At the Bellagio’s Picasso restaurant, there are $30-million worth of the Spanish master’s paintings and ceramics accumulated by Steve Wynn, which were sold along with the hotel to MGM Mirage. Seated beneath Still Life with Flowers and Fruit Dish, lit just so and offset by a small bouquet of flowers that complements its colours, I experience high art as set dressing. Call me an East Coast snob or jaded Montrealer – both jibes have been flung at me by my Alberta-born husband – but the whole dining-amid-the-Picassos concept seems like a gimmick. Until I try chef Julian Serrano’s cooking. Then I catch myself thinking, Is it just me, or do poached oysters with osetra caviar and vermouth sauce taste even better in the company of artistic masterpieces?
As French-born general manager Gilles Kolakowski tells me about the new Bernardaud china dishes, which sport brightly coloured Picassoesque doodles by the chef, an eruption of water and flashing coloured lights kicks off outside, synched to the triumphant strains of Rachmaninoff. On with the show! The young Japanese couple next to me starts taking pictures. The restaurant’s picture windows look onto the Bellagio’s 32,000-square-metre man-made lake and the fountains go off every 15 minutes, which is only normal at this time of night.
SoHo-style art galleries may never eclipse some of Vegas’ more popular pursuits, like gambling, topless bars and Bette Midler concerts. And maybe that’s not such a bad thing. There has always been art in Vegas, from the blinding neon on Fremont Street to the city’s enshrinement of Cirque du Soleil; it’s just too accessible to be deemed as such. The city consumes art and culture the way it does most things: voraciously. In the casinos, time melts like a Dali clock and the fake skies – in fake New York, fake Paris, fake Venice – are always the same shade of twilight blue, the day forever reaching for night. At one point, I find myself looking up at a particularly beautiful, deep, dusky blue sky, thinking, Wow, that’s a good sky.

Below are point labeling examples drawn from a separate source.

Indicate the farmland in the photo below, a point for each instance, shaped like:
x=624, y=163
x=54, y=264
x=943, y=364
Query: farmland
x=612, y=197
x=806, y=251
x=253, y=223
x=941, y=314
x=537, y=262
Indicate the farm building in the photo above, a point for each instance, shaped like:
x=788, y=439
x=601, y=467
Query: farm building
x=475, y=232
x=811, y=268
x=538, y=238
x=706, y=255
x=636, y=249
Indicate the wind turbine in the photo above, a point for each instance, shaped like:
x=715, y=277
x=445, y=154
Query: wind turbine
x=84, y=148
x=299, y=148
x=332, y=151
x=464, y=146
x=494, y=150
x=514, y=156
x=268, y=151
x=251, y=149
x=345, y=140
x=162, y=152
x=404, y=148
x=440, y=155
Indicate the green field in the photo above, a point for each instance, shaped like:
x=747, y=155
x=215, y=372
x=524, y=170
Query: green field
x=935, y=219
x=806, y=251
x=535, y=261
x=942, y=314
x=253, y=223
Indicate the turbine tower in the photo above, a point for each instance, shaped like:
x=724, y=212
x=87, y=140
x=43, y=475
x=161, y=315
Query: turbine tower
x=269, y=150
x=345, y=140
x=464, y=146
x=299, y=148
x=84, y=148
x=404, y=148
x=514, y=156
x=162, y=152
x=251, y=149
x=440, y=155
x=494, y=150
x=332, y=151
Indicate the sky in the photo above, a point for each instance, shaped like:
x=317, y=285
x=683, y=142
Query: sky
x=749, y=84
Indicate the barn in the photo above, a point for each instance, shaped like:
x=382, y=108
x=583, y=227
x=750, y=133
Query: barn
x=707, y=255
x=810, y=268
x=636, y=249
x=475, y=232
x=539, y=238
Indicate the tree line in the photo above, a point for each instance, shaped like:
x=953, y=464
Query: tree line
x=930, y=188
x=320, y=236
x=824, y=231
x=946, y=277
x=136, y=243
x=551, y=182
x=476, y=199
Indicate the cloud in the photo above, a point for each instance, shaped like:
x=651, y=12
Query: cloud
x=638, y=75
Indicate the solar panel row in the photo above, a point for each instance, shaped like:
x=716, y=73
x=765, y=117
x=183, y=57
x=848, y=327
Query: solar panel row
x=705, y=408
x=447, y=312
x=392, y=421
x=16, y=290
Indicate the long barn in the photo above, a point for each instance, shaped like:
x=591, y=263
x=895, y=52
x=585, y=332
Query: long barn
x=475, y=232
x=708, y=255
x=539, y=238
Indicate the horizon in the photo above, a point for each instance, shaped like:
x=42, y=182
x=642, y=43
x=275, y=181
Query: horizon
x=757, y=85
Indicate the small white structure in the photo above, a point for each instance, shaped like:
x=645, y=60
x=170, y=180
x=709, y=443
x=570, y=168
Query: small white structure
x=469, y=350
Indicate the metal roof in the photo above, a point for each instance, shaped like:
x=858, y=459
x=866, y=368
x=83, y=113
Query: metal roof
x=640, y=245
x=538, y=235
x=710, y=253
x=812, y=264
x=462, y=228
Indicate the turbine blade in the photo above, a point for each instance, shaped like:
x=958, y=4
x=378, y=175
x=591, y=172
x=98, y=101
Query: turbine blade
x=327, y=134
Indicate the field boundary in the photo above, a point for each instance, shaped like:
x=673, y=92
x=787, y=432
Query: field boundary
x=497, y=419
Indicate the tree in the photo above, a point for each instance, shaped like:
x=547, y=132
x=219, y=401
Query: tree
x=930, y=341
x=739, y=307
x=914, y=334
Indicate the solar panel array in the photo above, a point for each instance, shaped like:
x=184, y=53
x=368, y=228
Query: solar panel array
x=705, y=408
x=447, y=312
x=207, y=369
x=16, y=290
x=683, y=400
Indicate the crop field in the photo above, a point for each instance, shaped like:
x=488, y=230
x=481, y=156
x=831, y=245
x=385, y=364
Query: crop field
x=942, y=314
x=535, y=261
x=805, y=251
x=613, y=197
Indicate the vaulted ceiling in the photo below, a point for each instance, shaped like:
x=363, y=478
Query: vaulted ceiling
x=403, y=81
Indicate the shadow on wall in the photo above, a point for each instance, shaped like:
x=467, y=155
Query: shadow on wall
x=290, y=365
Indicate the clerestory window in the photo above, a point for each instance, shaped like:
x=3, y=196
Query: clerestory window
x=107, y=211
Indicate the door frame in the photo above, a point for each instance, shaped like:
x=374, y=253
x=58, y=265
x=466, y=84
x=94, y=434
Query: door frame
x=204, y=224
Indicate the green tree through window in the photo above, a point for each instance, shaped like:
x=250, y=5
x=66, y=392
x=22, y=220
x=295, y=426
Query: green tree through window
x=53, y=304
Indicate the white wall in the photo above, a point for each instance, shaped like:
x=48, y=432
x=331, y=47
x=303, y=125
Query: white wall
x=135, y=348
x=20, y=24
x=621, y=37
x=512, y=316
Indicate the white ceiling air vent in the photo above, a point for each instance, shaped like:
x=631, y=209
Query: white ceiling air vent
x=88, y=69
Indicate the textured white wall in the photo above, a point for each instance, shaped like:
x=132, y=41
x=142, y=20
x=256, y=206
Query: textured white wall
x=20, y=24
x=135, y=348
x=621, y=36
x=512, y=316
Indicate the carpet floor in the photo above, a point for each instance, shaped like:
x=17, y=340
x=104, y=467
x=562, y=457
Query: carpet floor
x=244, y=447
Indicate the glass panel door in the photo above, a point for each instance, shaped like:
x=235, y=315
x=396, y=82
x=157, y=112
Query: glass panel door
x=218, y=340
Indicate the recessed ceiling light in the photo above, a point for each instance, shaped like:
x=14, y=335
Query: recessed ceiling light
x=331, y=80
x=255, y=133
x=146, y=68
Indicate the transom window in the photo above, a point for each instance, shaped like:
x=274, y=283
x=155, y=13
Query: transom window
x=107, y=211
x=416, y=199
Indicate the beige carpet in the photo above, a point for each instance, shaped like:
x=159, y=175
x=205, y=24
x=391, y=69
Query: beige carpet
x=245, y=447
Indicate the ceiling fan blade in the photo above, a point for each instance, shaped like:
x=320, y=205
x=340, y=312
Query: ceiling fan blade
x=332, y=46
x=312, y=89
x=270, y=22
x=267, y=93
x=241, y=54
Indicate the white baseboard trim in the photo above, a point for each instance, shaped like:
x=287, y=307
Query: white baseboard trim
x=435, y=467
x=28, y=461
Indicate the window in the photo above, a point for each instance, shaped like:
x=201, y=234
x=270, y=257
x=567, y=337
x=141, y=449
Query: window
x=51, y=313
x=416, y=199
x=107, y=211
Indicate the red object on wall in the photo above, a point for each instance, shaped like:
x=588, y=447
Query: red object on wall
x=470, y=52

They did a great job on that one. Then I snap out of it and realize that is the sky. The real one. I am looking out the window of a cab on my way to the airport to catch the red-eye home and, lacking sleep at the end of a hectic trip, have lost track of where I am.
Just then, a fuchsia stretch SUV pulls up alongside, the tinted window rolls down, a half-dozen women in party dresses squeal and wave, and I wonder how serious art and culture can grow deep roots in a town where a scene like this is commonplace. Then it hits me: If Vegas can make you look up at the sky and wonder if it’s real or fake, it can do anything.